For now, the costly endeavor of fielding competitive teams is solely a catalyst for the actual revenue-generating operations at many e-sports organizations. Distinguished teams like FaZe Clan and 100 Thieves have morphed into more general lifestyle brands that provide viewers apparel and livestreaming entertainment. FaZe Clan, which went public this yr in what was seen as a bellwether for the industry, is losing money and cutting costs as shares of its stock plummet.
Felix LaHaye, the chief executive of United Esports, a gaming marketing agency, compared competitive play for e-sports organizations to a automobile company fielding a Formula One racing team — an expensive undertaking that attracts eyeballs and prestige.
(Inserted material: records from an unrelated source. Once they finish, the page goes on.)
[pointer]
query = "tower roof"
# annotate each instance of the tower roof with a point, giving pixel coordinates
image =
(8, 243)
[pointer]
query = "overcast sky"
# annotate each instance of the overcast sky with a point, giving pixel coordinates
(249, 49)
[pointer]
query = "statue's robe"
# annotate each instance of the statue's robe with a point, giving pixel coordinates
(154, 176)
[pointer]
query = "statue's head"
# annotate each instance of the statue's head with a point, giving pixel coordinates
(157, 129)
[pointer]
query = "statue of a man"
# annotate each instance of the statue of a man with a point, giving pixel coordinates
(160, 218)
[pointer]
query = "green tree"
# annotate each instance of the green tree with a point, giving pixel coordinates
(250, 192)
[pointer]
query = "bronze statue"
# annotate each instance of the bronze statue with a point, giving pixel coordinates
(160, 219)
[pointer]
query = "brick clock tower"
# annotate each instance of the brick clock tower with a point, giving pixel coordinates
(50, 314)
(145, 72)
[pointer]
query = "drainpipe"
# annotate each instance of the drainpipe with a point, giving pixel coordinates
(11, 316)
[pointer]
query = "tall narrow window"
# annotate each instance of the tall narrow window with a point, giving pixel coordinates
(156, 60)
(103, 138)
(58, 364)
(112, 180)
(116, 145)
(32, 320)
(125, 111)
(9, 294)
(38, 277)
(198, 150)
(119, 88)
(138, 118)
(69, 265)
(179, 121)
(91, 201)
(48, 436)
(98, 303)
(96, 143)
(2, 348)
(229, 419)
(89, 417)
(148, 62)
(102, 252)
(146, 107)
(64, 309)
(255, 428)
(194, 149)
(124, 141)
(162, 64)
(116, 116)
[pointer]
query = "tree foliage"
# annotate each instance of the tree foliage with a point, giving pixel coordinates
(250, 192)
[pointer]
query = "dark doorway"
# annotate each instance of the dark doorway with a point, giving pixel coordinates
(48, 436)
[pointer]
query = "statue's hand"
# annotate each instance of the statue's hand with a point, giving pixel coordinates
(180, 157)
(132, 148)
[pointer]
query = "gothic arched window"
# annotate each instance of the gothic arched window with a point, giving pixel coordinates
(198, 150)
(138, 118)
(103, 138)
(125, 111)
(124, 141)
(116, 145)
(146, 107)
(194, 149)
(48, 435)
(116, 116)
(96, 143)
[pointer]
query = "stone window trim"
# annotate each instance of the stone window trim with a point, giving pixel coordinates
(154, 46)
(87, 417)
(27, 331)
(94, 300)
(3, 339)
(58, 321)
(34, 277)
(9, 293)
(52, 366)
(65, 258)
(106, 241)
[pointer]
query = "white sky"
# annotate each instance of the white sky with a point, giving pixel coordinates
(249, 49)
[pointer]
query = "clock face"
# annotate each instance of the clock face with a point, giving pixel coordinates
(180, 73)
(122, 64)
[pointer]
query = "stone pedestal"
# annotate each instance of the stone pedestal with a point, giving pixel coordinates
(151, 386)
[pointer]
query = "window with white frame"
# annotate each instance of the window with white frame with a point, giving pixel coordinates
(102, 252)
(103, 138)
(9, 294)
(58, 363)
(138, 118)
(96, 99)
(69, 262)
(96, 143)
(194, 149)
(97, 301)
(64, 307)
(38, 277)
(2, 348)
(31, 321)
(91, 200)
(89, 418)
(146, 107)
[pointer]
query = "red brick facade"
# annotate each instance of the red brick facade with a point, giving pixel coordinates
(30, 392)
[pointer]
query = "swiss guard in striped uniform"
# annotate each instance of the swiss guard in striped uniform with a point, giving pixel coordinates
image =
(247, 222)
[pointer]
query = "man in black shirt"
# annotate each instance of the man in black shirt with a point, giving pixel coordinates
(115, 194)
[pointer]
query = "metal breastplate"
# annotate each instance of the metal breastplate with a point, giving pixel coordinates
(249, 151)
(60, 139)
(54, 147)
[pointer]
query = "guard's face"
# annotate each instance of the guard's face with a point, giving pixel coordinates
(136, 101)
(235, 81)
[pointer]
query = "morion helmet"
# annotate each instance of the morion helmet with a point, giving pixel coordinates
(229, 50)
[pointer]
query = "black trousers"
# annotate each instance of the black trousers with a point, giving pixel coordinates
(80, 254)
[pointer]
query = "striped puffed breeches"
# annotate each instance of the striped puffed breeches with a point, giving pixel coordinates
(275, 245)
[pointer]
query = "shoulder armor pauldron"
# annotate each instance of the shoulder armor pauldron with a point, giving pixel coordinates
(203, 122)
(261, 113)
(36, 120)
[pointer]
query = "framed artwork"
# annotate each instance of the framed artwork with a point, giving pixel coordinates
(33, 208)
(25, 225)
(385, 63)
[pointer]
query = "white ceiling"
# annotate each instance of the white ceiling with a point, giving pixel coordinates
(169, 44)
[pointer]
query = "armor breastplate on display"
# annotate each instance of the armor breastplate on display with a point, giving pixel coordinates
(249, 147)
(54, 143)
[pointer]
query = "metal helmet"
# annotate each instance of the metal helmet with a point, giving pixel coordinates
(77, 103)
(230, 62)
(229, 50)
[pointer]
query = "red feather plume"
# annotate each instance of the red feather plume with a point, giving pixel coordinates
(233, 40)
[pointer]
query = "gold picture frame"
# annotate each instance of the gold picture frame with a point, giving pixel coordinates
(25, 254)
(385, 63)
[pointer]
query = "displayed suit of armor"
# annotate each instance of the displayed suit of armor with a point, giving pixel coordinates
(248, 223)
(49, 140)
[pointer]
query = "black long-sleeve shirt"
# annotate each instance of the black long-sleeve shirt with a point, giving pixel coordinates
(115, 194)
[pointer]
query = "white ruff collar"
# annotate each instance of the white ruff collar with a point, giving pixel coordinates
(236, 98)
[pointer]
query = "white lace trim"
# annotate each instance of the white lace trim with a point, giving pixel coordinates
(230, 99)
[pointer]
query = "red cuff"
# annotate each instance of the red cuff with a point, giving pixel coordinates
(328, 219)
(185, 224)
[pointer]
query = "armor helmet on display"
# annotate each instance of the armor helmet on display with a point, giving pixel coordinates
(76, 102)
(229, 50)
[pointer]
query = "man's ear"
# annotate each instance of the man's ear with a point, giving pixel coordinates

“It creates value elsewhere of their ecosystem,” Mr. LaHaye said. “It’s value it to have a loss leader by way of a product that creates the brand, and you then find yourself selling normal products to people.”
Even Team Liquid, considered one in all the more competition-focused e-sports organizations, has made much of its money elsewhere and now has nine separate sources of revenue, including owning an e-sports encyclopedia website, said Mark Vela, the chief executive of Axiomatic Gaming, Team Liquid’s ownership group.
“It’s a natural evolution,” Mr. Vela said. “Everyone’s having to take a step back, and seeing what’s really working for us here.”
Team Liquid, which took in greater than $38 million in revenue last yr, just isn’t yet profitable, but Mr. Vela, whose ownership group includes the Leonsis father-son duo, said e-sports remain alluring due to the rare style of young, affluent viewer they attract.
Mr. Spoont can also be optimistic long run, but he just isn’t willing to attend. In July, he sold his European League of Legends team to a Spanish e-sports group for about $35 million. He said he was pivoting Misfits to concentrate on content creation, partly since it might be one other decade before competitive e-sports reach their potential.
“We were trying to perform as an industry what took the N.B.A. 50 years, but we were attempting to do it inside a five-year time period,” he said, referring to the numerous N.B.A. teams that weren’t immediately lucrative businesses. “Seems that it doesn’t occur.”